Let \(\mathcal {Y},\ \mathcal {U} \in \mathcal {G}(K,p) \) and \(\mathcal {X}\in \mathcal {G}(n,p)\) where \(n \ge K\), with \( \check{X} \) and \( \check{U} \) orthonormal basis of \(\mathcal {X}\) and \(\mathcal {U}\). Let \(A_1D_1B_1^T\) be an SVD of \( \check{U} ^T \check{X} \), then we have

$$ \min _{\mathcal {Y} \subset \mathcal {X}} d_a(\mathcal {Y}, \mathcal {U}) = d_a(\mathcal {X},\mathcal {U})=d_a({\text {Col}}(XB_1),\mathcal {U}). $$

Those equalities hold also for \(d_d\).

figure a

An adaptation is proposed in Algorithm 1, integrating results obtained from the KKT conditions analysis. We initialize using a K-truncated SVD of \({Y =[ \check{X} _1, \check{X} _2,..., \check{X} _m]}\), corresponding to the case where all the \(\gamma _i\)’s are equal (line 2), and stop when the two farthest subspaces have close dissimilarity values (line 18). As explained in Subsect. 2.2, this is a necessary, but not sufficient, condition at optimality. The farthest \(X_i\) from current \(U^{(t)}\) is determined using the chosen dissimilarity based on the principal angles (lines 5 to 8). The associated orthonormal basis \(S_0\) and \(S_1\) of \(\mathcal {U}\) and \(\mathcal {X}_{imax}\) are computed (lines 9 to 11) to update \(U^{(t)}\) in the direction of \(X_{imax}\) with a step \(\frac{1}{t+1}\) along the Grassmannian geodesic [15] (lines 12 to 16).

4 Experiments

We generated synthetic data to represent a case where datasets are unevenly distributed in space and the minimax approach is justified. We first generated a common subspace \(U_c \in \mathbb {R}^{p\times K_c} \sim N(0,1)\). We then perturbed it to generate two different noisy versions \(U_{j} = U_c + N(0,s_{j}\mu _{U_c})\), \(j \in \{1,2\}\), with \(\mu _{U_c}=mean(|U_c|)\), from which we generated two groups of data. For each \(U_j\), \(j \in \left\{ 1,2\right\} \), we generated different datasets \(X_i\):

$$ X_i = \begin{bmatrix} U_j&A_i \end{bmatrix} \begin{bmatrix} V_i^{\top \!} \\ B_i^{\top \!}\end{bmatrix}$$

where \(B_i \in \mathbb {R}^{n_i\times K_i}\) is distributed \(\sim U_{[0,1]}\), and \(A_i \in \mathbb {R}^{p\times K_i} \sim N(0,1)\). Each column of matrices \(U_j\), \(A_i\) and \(B_i\) is normalized (using the \(L_2\) norm) to give the same importance to each component within the dataset. Each column \(V_i(:,j)\) of \(V_{i} \in \mathbb {R}^{n_i\times K_c}\) is distributed \(\sim U_{[0, \frac{3 w_{ij}}{p}]}\), where \(w_{ij}\) represents the importance of the common component j within dataset i. Finally, Gaussian noise \(\epsilon _i \sim N(0,\sigma _i*\mu _{X_i})\) is added to each datasets: \( X_i \leftarrow X_i + N(0,\sigma _i*\mu _{X_i})\) with \(\mu _{X_i}=mean(|X_i|)\).

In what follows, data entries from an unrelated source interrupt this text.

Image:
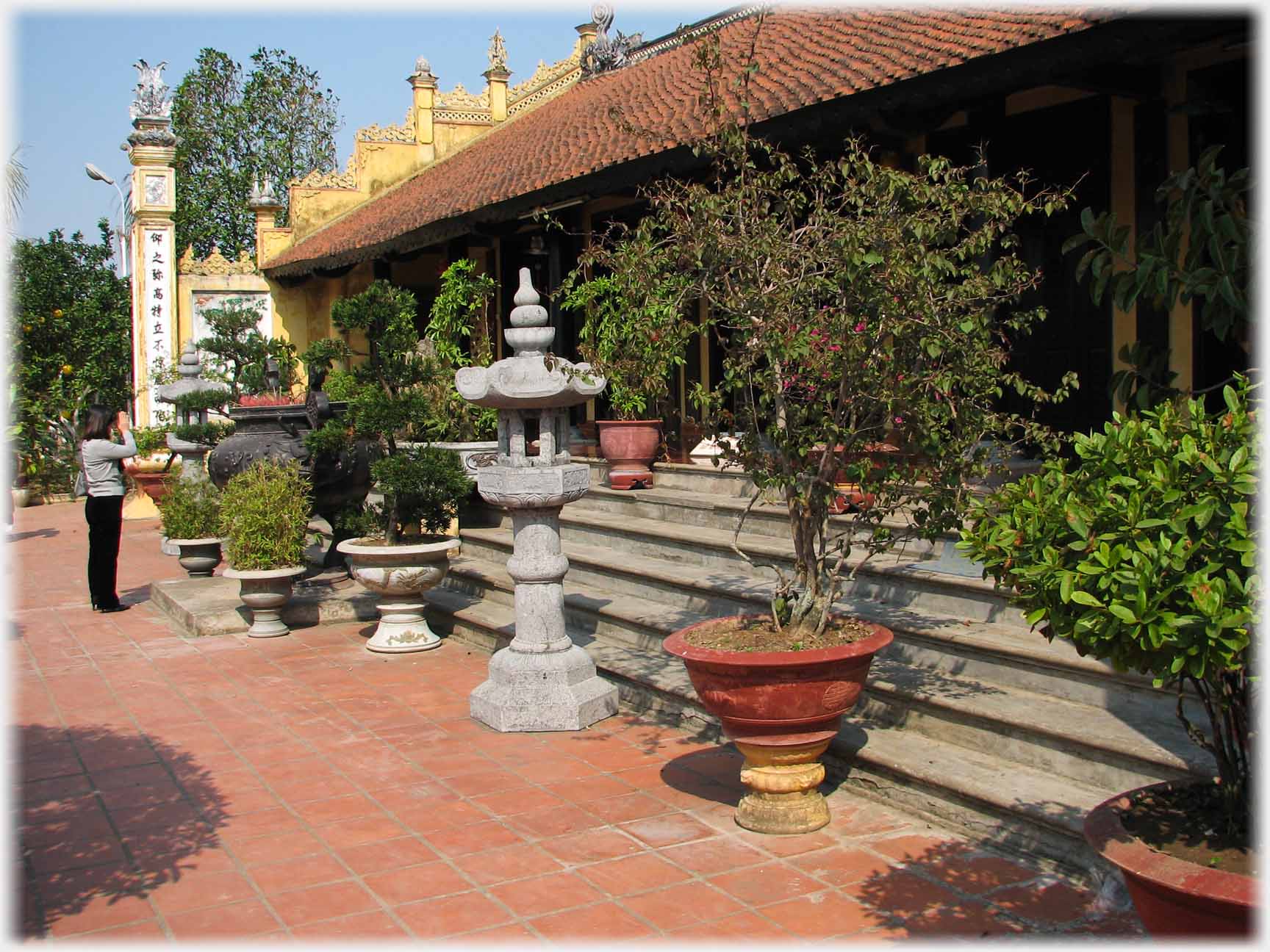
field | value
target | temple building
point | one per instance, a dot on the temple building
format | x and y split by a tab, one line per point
1109	99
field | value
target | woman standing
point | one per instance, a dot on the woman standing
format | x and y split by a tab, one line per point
103	474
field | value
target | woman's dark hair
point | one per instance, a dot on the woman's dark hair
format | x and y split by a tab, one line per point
97	423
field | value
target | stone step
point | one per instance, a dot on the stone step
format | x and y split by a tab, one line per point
896	578
694	477
667	596
713	512
1120	740
973	790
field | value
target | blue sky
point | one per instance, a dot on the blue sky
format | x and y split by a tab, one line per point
70	71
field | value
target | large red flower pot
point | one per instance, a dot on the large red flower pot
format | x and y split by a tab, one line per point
781	709
1172	896
630	447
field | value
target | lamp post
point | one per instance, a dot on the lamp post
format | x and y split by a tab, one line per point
98	176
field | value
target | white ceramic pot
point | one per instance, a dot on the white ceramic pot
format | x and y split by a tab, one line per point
198	556
399	575
265	592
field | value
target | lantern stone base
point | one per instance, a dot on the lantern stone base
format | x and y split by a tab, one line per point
556	690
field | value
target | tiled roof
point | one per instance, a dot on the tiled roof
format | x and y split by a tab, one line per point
804	57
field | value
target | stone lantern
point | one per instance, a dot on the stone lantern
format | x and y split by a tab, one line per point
540	682
190	382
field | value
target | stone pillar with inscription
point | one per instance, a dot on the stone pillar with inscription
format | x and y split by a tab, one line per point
541	682
151	149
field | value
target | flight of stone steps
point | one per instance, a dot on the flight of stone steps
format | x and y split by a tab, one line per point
969	718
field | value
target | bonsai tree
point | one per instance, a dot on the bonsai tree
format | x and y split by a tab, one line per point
265	516
635	331
858	306
459	331
392	401
190	509
242	356
1141	554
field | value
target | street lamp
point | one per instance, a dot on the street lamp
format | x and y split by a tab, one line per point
98	176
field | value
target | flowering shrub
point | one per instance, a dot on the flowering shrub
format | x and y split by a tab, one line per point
858	305
635	331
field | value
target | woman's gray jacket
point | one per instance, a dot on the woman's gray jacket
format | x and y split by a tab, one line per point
102	471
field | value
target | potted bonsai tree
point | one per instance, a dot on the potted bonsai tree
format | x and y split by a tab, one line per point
1141	554
858	303
153	462
265	514
399	550
459	322
635	334
190	513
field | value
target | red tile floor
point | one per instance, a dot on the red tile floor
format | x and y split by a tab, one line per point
303	787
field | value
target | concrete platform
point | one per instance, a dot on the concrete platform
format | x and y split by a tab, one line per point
212	607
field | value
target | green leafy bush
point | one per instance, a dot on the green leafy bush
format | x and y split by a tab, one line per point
191	509
635	333
398	394
150	439
265	514
206	433
1142	555
422	485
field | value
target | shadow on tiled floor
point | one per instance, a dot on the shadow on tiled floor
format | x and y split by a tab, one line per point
304	787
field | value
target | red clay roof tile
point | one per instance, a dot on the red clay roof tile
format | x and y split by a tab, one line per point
804	57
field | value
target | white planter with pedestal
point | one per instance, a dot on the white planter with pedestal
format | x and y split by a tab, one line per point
399	575
265	592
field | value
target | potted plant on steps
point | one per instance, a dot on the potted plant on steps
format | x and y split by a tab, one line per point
1142	555
265	514
635	334
151	464
459	334
401	550
190	514
855	303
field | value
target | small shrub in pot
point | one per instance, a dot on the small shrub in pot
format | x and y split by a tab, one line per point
265	514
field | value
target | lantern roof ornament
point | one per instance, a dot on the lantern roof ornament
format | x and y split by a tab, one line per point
531	378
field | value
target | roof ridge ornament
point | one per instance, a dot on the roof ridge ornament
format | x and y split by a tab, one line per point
497	51
603	54
151	93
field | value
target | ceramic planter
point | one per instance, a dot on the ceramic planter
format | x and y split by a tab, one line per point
781	709
630	447
265	592
399	575
1174	898
198	556
149	475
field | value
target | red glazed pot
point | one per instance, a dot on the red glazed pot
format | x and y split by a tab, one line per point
1172	896
630	447
781	709
774	695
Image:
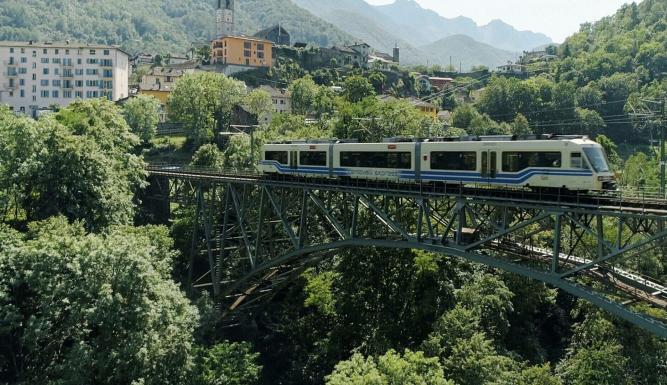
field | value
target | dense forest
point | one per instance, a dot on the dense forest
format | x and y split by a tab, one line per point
154	25
91	294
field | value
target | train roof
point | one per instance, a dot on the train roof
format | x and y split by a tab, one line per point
469	138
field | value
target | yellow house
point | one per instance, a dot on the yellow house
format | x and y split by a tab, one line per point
425	108
243	51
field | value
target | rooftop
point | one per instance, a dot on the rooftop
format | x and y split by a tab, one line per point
59	44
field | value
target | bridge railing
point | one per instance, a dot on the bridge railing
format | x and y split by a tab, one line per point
622	197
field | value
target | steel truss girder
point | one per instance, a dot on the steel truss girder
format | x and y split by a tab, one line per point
266	234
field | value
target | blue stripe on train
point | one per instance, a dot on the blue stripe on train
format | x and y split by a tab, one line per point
501	178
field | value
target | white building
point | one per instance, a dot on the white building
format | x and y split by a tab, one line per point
34	75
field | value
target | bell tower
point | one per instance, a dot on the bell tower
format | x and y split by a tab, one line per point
224	18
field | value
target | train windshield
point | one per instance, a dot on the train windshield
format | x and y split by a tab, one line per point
597	158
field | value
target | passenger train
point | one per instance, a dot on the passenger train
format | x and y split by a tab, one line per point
574	163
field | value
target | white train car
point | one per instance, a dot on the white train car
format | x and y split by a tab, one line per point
573	163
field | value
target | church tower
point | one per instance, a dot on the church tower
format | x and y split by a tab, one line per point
224	18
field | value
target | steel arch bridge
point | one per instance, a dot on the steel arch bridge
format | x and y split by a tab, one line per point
253	234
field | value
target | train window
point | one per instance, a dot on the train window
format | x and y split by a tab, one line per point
459	161
576	161
278	156
397	160
313	158
597	158
518	161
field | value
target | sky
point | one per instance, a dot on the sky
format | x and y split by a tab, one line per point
555	18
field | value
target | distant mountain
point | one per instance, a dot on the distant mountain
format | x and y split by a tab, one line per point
154	25
466	52
430	26
371	25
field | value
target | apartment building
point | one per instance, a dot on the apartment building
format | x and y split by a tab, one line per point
36	75
242	51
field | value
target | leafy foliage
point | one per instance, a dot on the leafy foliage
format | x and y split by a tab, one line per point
391	368
229	364
78	163
83	308
142	115
202	102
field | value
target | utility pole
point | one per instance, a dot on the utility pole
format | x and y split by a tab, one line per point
663	161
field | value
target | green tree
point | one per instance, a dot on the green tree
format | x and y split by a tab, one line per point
303	92
78	163
611	149
202	102
208	156
259	103
142	115
392	368
356	88
92	309
520	125
228	363
600	364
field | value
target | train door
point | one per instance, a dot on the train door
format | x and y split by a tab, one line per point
293	160
489	165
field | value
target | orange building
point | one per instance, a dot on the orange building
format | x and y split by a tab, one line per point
243	51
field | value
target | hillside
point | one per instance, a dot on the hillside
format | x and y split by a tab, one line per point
424	36
465	51
430	27
153	25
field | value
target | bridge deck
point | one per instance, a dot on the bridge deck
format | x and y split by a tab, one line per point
626	202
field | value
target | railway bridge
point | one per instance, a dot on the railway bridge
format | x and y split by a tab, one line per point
253	234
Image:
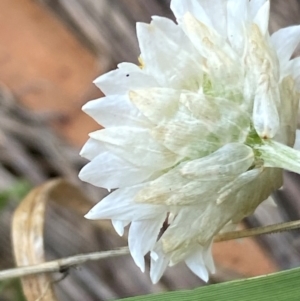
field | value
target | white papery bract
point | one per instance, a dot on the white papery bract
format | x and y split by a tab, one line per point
198	134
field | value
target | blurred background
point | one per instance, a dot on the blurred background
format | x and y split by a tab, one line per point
50	52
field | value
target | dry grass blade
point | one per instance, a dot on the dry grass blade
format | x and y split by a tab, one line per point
28	228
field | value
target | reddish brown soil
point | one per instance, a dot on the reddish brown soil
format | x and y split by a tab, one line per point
42	62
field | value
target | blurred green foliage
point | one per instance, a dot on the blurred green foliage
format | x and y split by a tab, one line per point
280	286
17	191
11	289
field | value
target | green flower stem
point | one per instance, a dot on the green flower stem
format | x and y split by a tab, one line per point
277	155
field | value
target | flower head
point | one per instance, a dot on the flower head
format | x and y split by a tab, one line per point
199	133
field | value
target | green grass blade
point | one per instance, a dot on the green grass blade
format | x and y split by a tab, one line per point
280	286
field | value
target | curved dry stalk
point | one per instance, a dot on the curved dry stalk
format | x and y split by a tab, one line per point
62	265
28	236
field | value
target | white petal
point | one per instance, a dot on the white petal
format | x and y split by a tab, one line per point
285	41
157	266
265	113
196	264
216	11
198	181
297	141
115	110
119	205
208	257
92	148
295	70
142	238
121	80
221	62
254	7
237	15
136	146
110	171
180	8
159	53
119	226
262	17
279	155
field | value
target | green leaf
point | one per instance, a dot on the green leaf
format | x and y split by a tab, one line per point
280	286
17	191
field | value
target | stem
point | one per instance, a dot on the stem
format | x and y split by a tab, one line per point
62	265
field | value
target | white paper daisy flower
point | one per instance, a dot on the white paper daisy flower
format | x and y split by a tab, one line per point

We generated datasets in two groups: the first, based on \(U_1\), contains more datasets but with higher noise, while the second group, based on \(U_2\), contains fewer less noisy datasets. The first group contains 17 datasets with \(s_1 = 1\), while the second contains 3 datasets with \(s_2=0.1\). We took \(K_c=3\) common components and \(K_i=5\) additional components, \(p=1000\) features and \(n_i \sim U_{[20\ 220]}\) samples for each dataset \(X_i\). The weights \(w_{ij}\) were randomly generated as \(\sim U_{[0.05\ 0.5]}\) to ’hide’ the common components in the datasets. The final added noise has \(\sigma _i= 0.1\).

Fig. 1.
figure 1

Mean on 100 tests of maximal dissimilarity, for different dissimilarities and methods. Observe that methods GMEB\(_{da}\) and GMEB\(_{dd}\) perform best at recovering the ground truth \(U_c\).

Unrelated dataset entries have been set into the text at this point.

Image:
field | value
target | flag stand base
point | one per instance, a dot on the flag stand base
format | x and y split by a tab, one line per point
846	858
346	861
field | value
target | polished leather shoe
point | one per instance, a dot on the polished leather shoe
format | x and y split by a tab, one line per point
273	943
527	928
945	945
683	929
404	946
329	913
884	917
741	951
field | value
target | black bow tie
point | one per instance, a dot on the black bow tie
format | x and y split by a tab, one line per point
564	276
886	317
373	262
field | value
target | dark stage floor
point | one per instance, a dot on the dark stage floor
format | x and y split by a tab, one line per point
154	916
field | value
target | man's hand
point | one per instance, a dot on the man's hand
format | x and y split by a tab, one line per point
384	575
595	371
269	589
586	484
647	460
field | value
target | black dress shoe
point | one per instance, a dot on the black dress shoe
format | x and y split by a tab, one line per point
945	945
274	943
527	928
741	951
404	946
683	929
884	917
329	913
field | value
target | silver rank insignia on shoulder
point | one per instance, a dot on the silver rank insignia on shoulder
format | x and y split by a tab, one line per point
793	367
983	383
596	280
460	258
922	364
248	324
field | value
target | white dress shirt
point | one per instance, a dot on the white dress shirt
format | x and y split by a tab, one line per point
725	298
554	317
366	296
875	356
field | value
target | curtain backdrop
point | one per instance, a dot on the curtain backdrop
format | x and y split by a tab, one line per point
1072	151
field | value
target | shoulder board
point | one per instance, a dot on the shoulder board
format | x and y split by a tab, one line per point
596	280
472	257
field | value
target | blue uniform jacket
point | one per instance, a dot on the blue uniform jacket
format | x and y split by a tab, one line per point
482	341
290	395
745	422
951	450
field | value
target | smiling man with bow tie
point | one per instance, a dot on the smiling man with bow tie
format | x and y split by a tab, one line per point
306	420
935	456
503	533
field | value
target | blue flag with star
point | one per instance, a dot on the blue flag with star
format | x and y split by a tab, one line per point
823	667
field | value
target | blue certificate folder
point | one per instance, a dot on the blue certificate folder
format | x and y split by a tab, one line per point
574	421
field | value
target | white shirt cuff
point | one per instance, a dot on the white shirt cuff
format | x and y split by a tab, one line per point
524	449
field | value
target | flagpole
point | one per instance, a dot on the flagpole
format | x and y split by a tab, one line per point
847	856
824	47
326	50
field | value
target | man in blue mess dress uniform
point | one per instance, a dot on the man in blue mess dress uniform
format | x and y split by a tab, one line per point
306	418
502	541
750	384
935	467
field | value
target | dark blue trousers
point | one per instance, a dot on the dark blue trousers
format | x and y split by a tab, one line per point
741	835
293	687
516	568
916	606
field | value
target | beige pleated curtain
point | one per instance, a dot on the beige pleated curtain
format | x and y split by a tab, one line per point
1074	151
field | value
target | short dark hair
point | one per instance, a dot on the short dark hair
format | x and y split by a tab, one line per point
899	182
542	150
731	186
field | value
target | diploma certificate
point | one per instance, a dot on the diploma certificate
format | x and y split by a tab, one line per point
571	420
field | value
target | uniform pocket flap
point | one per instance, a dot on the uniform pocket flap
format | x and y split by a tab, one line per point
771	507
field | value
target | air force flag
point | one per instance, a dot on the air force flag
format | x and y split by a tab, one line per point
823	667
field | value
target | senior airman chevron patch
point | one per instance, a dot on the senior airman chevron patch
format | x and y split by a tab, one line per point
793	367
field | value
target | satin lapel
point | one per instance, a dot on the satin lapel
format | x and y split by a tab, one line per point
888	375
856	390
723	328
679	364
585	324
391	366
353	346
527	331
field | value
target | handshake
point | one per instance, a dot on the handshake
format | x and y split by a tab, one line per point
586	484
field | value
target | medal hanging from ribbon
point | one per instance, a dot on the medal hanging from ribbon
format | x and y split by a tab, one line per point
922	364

We compared our Grassmaniann Minimum Enclosing Ball approach GMEB\(_{da}\) described in Algorithm 1 to a K-truncated SVD on \( {X =[X_1 ... X_n]}\) (SVD) and \({ \check{X} = [ \check{X} _1 ... \check{X} _n]}\) (\(SVD_o\)). Working with \( \check{X} \) instead of X improves the recovery of components that are (weakly) present in all \(X_i\)’s. For each subspace obtained, we computed its maximal dissimilarity to \( \check{X} _i\), but also to the background truth \(U_c\) and the two noisy \(U_j\). Mean results on 100 randomly generated datasets are shown on Fig. 1, where we also give results when using dissimilarities \(d_b\), \(d_c\) or \(d_d\) in Algorithm 1.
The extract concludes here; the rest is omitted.